# how deep should the walls go?



## FranklinAndTara (Jun 29, 2011)

im going to build a large outdoor pen for my sulcatas. I've read that the walls of the enclosure should be extended underground because of digging. how deep should they extend underground? i was thinking 2 feet... is that too much or? I'll appreciate any advice!


----------



## Fernando (Jun 29, 2011)

I usually go 7-10 inches underground for Russians because they are great escape artists and can dig a good sized burrow in a day. I would suggest the same just to be safe. 2 feet might be a little overkill unless your not planning on looking after them for a few days...if you are then you can fill in any burrows they make.


----------



## Yvonne G (Jun 29, 2011)

When I first moved here to this house I'm in now, I dug down and buried chicken wire to be sure my Russians couldn't dig out. After a year or so the wire rusted away. But in all that time, I never once saw a russian tortoise go to the fence and try to dig under. 

Same thing with all my other tortoises. Climb? yes...but try to dig under the fence? no.

What I have done now, much easier than digging down or wire, is to buy a bunch of those masonry caps. They look like rectangular cement stepping stones. I lay them all along inside the fence, on top of the ground. If a tortoise is going to dig under, he goes right up next to the fence and starts to dig. He doesn't say, "Hm-m-m. I see a cement border here, so I guess I'll have to take a few steps back and dig under the cement." No, he digs right up next to the fence.


----------



## FranklinAndTara (Jun 29, 2011)

haha! ok, i was wondering if 2 feet would be overkill! thanx guys!


----------



## Fernando (Jun 29, 2011)

emysemys said:


> Same thing with all my other tortoises. Climb? yes...but try to dig under the fence? no.

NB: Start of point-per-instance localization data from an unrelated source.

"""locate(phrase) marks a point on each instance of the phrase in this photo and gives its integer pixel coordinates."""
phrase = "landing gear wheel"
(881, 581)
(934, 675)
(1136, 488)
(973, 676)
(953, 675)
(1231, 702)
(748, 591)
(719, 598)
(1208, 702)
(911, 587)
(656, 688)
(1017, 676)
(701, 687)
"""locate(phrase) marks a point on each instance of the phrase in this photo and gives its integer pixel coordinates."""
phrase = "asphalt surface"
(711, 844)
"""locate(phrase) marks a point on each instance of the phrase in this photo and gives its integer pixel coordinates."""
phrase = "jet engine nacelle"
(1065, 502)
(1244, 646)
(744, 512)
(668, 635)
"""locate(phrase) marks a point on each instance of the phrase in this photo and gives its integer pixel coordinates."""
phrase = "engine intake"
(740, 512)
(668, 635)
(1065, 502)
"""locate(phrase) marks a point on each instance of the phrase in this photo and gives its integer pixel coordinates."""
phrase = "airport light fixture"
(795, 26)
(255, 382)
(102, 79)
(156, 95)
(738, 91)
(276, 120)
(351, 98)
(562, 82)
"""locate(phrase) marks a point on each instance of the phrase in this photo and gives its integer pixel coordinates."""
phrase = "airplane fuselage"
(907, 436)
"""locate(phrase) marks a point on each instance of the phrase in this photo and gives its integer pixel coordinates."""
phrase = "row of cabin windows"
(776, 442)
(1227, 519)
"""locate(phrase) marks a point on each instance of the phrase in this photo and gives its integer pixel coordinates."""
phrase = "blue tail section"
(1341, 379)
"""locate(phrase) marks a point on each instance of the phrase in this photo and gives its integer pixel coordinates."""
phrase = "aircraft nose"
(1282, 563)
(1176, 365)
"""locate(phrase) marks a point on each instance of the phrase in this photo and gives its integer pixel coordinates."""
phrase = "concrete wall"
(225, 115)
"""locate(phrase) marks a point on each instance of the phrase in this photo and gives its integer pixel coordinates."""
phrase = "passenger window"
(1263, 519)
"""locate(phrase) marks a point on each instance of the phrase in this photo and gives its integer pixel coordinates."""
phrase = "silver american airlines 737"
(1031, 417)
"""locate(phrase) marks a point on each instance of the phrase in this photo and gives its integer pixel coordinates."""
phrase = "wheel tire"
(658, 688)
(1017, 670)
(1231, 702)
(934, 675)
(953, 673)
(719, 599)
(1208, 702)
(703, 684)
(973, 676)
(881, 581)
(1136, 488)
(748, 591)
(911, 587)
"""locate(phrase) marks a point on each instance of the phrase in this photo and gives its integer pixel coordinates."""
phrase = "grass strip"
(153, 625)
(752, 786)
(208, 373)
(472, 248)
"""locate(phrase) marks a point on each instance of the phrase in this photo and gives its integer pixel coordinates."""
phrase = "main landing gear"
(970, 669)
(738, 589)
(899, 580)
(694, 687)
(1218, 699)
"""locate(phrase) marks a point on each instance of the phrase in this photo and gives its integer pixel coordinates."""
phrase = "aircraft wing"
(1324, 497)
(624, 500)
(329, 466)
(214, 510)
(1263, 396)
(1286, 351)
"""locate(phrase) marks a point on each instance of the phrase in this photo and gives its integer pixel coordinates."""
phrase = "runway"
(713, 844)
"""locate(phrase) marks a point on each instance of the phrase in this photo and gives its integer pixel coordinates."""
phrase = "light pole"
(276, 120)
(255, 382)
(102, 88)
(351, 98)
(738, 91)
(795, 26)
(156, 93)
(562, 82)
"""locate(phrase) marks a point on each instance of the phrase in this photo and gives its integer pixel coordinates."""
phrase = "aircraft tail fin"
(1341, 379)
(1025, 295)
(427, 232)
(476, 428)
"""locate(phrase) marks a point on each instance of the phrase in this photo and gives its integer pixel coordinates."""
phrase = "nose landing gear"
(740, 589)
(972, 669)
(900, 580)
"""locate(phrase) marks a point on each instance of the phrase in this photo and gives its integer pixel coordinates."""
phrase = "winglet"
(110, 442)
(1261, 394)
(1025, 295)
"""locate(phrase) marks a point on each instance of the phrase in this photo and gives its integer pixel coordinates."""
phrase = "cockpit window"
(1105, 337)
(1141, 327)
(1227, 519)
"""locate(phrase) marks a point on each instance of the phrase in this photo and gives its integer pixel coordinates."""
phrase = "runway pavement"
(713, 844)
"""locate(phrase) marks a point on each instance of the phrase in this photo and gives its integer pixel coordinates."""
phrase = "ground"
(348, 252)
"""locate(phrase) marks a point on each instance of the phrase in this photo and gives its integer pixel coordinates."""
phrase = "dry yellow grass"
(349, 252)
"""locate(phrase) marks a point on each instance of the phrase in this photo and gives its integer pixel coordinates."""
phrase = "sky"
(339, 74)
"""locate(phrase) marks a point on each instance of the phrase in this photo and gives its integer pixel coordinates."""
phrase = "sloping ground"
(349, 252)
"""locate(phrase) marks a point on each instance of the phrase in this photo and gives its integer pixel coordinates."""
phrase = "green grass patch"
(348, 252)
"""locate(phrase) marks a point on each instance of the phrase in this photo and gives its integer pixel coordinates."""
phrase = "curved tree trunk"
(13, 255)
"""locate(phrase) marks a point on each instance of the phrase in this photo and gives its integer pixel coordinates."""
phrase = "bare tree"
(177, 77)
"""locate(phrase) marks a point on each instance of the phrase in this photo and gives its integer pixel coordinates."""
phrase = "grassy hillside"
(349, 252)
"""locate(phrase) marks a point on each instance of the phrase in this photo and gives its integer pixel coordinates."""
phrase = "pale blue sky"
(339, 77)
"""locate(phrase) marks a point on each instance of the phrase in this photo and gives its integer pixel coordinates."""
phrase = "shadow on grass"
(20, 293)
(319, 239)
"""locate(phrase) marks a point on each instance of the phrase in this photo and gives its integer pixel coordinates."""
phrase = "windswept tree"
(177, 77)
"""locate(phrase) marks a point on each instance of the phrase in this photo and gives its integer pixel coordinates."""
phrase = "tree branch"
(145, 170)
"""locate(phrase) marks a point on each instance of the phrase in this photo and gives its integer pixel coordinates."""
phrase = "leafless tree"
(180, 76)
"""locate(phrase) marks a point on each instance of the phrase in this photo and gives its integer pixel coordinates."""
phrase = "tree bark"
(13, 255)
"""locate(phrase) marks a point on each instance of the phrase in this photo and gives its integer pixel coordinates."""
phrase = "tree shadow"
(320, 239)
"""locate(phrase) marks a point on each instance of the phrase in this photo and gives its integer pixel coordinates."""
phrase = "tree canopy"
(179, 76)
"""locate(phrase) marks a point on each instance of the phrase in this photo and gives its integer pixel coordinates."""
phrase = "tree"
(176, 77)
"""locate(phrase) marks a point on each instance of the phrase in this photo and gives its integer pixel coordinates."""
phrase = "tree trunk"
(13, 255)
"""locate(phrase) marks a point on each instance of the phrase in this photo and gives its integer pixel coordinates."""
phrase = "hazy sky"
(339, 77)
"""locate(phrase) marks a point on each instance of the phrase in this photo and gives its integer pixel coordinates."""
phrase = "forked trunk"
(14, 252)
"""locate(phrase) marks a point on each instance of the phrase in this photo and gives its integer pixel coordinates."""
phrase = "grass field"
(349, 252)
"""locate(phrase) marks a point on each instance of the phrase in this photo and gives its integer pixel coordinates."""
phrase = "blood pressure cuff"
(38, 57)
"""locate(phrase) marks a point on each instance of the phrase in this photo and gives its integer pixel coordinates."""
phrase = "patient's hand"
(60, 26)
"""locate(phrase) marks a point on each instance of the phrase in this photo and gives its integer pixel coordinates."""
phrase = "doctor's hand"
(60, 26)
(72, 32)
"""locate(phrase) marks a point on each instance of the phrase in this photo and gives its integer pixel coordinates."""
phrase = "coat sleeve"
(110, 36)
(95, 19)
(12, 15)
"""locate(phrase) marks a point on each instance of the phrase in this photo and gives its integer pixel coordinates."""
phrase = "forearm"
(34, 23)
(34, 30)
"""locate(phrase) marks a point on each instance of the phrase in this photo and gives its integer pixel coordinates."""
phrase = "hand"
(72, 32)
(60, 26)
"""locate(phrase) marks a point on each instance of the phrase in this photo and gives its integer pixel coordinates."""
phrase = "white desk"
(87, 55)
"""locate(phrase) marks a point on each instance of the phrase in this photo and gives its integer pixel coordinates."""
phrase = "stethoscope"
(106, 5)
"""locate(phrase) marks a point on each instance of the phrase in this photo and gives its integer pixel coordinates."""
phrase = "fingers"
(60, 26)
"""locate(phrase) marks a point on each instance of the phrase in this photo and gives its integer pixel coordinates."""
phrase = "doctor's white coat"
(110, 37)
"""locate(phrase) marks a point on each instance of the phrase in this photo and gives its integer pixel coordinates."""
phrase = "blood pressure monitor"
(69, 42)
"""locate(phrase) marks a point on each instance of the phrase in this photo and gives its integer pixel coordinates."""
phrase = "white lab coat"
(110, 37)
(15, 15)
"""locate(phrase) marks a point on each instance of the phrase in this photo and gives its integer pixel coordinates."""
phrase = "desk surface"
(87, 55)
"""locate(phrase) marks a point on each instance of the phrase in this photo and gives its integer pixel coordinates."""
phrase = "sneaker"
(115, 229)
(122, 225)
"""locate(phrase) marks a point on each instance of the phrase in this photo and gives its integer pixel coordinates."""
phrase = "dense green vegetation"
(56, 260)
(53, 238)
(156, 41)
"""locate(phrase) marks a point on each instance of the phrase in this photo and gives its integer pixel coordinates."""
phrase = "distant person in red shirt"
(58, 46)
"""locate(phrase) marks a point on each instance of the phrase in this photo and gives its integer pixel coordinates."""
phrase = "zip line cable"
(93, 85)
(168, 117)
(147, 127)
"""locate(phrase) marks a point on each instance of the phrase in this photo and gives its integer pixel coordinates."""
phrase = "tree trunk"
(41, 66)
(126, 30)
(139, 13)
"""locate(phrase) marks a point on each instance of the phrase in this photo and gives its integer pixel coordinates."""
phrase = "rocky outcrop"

You should come over to my house, bring your Russians, and we can bombard my female and have an intervention haha


----------



## Yvonne G (Jun 29, 2011)

I'm not saying they don't dig. They are fabulous diggers. They just don't dig under the fence.


----------



## dmmj (Jun 29, 2011)

I have found while russians are great diggers they are quitters, IMHO they dig but get easily discouraged, I buried plastic pieces about 6 inches down or so, frankly I am more concerned about over the wall escapees then I am underground ones.


----------



## dmarcus (Jun 30, 2011)

We use a combination of rebar and wood stakes and drive them down a couple feet. They help to stop our sulcata from digging out and to support the cinder blocks. it has worked very good so far.


----------



## SnakeyeZ (Jun 30, 2011)

When my outdoor enclosure is built I will be using plastic mesh under the ground about 6-10 inches. I would rather play it safe then have a tortoise that dug under it's fence.


----------